Against All Odds

Bob and Mary (Kelly) Watson’s courtship may have been a classic storybook tale — except for unexpected twists and turns along the way.

The Movie

“Breaking Away” brought them together. Sort of. Bob and Mary saw the film on campus. They shared the experience but not exactly together. Bob, sitting several rows behind Mary, had seen the hit film already, and he proceeded to loudly discuss upcoming scenes. “I was really annoyed that someone was talking about the movie’s events before they had happened,” Mary remembers. “He likes to do that. It’s really annoying.”

The Fall

Early in their relationship, Mary attended
a party at the Hut, in the Desmond Hall basement. It was a dark basement. Treacherously dark. “There was a depression in the floor.
I fell, and my ankle did a full 360. I couldn’t get up. I crawled to a phone and called Bob, and he carried me across campus to Tendrich.”

The Scholarship

During his sophomore year, Bob, a rugby player, learned his father’s cancer diagnosis might force him to leave LMU for lack of funds. But a Jesuit intervention kept Bob on campus. “Somehow,” Mary recalls, “[the Jesuits] cooked up a scholarship for students who played rugby and had a parent diagnosed with cancer.” That may have saved their future marriage, as well as Bob’s degree. “I don’t know if we would’ve gotten married,” says Mary, “because our relationship wasn’t strong enough at that point.” Later, she and Bob realized the offer wasn’t a scholarship but an act of great generosity.

The Wedding

Bob and Mary had hoped to get married in Sacred Heart Chapel shortly after graduation. But with the 1984 Summer Olympics turning Los Angeles into a madhouse, they delayed their wedding until September. Finally Sept. 8, 1984, arrived, a day to remember.

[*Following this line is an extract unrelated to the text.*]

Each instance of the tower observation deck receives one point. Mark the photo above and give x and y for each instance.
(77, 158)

It was a warm summer day. In fact, very warm: 108 degrees warm, the hottest Sept. 8th on record up till then, and since. They left the un-air-conditioned chapel, passed through that year’s annual Alumni BBQ and made their way to the off-campus un-air-conditioned reception, where their wedding cake collapsed in the heat. But the marriage, now 31-years strong, was built on a solid foundation. It still stands.